The Urban Folk Quartet Live III was released on 21 October 2016. Taken from recordings of concerts in Stafford, Bristol, Maldon and Chester during "The Escape Tour" the album is the band's first live release to feature Dan Walsh and continued their pattern of alternating studio albums with live albums and saw appearances across the UK and Europe.

In 2019, UFQ celebrated their tenth anniversary with an extended eight-piece lineup that toured festivals, including Joe's younger brother Sal Broughton on electric bass, and Paloma's younger sister Aria Trigás on violin.

UFQ's pattern of extensive UK touring in Spring and Autumn, alongside UK and European festivals in the summer continued until the COVID-19 pandemic of 2020, which brought about UFQ's longest period of inactivity in their history.

In 2022, UFQ returned to live work with a sold out appearance at Théâtre de Coutances in Normandy.

2024 saw the release of 'True Story', the band's fourth full-length studio album. Following on from his role in the UFQ Extended Lineup of 2019, Sal Broughton recorded some bass parts for the album shortly before his death in 2022 at the age of 30. After this tragic turn of events, the completion of True Story later became a project involving more guests than any previous UFQ album. Contributions included Dave Pegg of Fairport Convention on bass, Rosie Rutherford on bass clarinet, Joe's older brother Ben Broughton on slide guitar, and mother daughter duo Chris While and Kellie While on vocals. Joe and Paloma's daughter Sabela provided additional fiddle on the band's cover of Peter Gabriel's Solsbury Hill.

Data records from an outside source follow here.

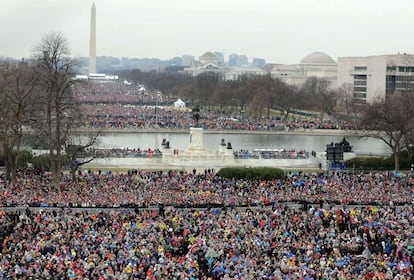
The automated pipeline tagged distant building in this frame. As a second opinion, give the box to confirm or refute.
[229,53,239,66]
[224,67,268,81]
[171,56,183,66]
[184,52,227,77]
[229,53,249,66]
[184,52,267,81]
[270,52,337,88]
[214,52,224,65]
[337,54,414,103]
[252,58,266,67]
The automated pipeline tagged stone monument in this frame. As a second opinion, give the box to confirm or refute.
[186,107,206,155]
[89,2,96,74]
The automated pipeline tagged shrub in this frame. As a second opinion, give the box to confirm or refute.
[217,167,285,180]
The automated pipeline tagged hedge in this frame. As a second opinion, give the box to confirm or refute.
[217,167,285,180]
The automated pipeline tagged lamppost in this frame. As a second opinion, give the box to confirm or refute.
[408,143,414,176]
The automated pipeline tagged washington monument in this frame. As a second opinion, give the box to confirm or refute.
[89,2,96,74]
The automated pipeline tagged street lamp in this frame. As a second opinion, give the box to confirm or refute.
[408,143,414,175]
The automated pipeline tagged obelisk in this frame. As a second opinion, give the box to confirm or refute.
[89,2,96,74]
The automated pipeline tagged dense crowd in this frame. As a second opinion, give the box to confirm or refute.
[0,170,414,207]
[77,104,356,131]
[233,149,309,159]
[0,196,414,280]
[86,148,162,158]
[0,170,414,279]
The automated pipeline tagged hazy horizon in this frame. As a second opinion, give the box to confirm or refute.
[0,0,414,64]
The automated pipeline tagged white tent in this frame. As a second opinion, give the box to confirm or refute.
[174,98,185,108]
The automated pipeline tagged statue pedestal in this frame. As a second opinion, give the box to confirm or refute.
[186,127,206,154]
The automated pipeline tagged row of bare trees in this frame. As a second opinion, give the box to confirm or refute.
[0,33,96,185]
[120,70,355,119]
[360,92,414,170]
[121,70,414,170]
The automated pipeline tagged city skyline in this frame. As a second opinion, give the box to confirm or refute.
[0,0,414,64]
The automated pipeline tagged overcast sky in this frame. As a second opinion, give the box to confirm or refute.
[0,0,414,64]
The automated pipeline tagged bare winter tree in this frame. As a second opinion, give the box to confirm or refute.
[362,93,414,171]
[64,131,100,180]
[0,61,37,183]
[33,33,79,185]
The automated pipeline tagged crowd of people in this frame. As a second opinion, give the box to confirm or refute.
[0,170,414,207]
[233,149,309,159]
[72,104,356,131]
[0,169,414,279]
[86,148,162,158]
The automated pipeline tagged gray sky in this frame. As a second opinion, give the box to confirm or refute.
[0,0,414,63]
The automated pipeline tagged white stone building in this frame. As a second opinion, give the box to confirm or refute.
[337,54,414,103]
[184,52,267,81]
[270,52,337,88]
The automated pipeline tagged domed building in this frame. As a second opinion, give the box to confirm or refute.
[199,52,219,65]
[271,52,337,88]
[184,52,226,76]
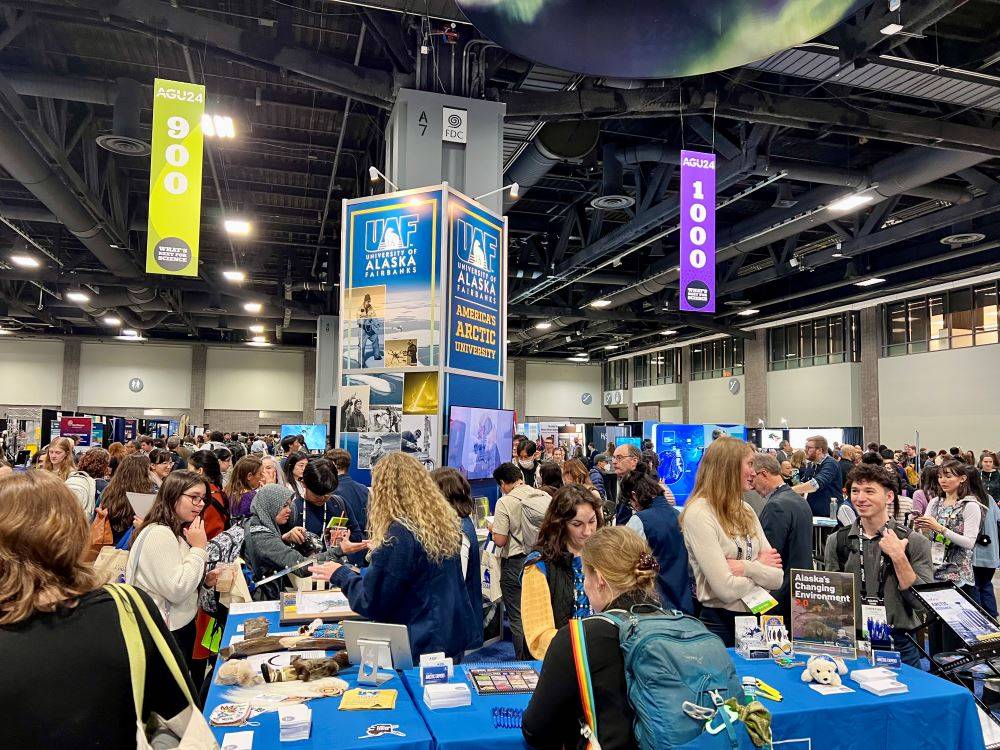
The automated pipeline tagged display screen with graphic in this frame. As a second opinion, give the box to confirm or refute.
[447,195,503,376]
[281,424,329,452]
[458,0,870,78]
[448,406,514,480]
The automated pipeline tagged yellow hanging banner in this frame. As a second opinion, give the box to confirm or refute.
[146,78,205,276]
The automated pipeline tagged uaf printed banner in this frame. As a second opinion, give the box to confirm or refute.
[447,193,504,377]
[341,189,444,370]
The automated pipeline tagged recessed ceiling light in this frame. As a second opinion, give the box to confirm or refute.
[854,276,885,286]
[222,219,250,237]
[827,195,875,212]
[10,255,42,268]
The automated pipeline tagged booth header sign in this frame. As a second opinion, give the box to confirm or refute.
[146,78,205,276]
[680,151,715,312]
[448,194,503,376]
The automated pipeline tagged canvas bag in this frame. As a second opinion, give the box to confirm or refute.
[104,585,219,750]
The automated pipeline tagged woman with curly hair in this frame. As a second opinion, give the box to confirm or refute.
[309,453,476,661]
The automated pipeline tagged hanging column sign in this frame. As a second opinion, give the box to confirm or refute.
[680,151,715,312]
[146,78,205,276]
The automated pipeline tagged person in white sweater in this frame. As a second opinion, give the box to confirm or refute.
[125,471,218,682]
[681,437,783,646]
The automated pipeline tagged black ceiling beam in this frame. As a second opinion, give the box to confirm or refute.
[63,0,405,109]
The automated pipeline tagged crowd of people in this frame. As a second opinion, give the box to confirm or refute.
[0,432,1000,747]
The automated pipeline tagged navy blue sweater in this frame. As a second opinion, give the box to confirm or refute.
[330,522,482,663]
[462,517,483,651]
[636,495,694,614]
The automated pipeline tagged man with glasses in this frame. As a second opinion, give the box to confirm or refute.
[753,453,813,622]
[611,443,642,526]
[792,435,844,518]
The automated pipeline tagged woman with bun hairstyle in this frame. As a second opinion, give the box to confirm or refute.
[681,437,784,647]
[521,526,659,750]
[521,484,604,659]
[618,461,694,615]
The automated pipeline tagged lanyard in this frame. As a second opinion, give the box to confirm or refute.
[859,523,891,602]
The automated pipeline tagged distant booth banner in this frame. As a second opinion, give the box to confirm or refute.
[335,185,510,484]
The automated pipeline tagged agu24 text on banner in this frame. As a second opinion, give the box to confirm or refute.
[146,78,205,276]
[680,151,715,312]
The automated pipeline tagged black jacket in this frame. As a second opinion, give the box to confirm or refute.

In celebration of their fifteenth birthday and the recent reacquisition of the rights to their debut album, UFQ released 'fifteen', a compilation drawn from their studio back catalogue in 2024. After a release hiatus, this made 2024 the first year in UFQ's history in which two albums were released. That said, 'fifteen' was not given an official release, press or radio coverage. It was at first exclusive to UFQ's 'UFQ VIP' website membership, before being released to fans via UFQ's mailing list, social media, and other means of deliberately direct distribution.

UFQ's 2024 15th Birthday Party at Worcester's Huntingdon Hall featured a number of special guests, including founding member Frank Moon, and was recorded and filmed for probable future release as a live album and/or movie. As well as an annual fixture for the band, the venue was the first place in which UFQ took to the stage for a production rehearsal/private gig in front of an invited audience in 2009.

==Discography==

===Studio albums===
- The Urban Folk Quartet (2010)
- Off Beaten Tracks (2012)
- The Escape (2015)
- True Story (2024)

===Live===
- The Urban Folk Quartet: Live (2011)
- UFQ Live II (2013)
- The Urban Folk Quartet Live III (2016)

===Compilation===
Fifteen (2024)
SAECD23, 469632

==Awards==
- Winners, Spanish International Folk Competition 2009.
- Hancock award for best new act of 2010.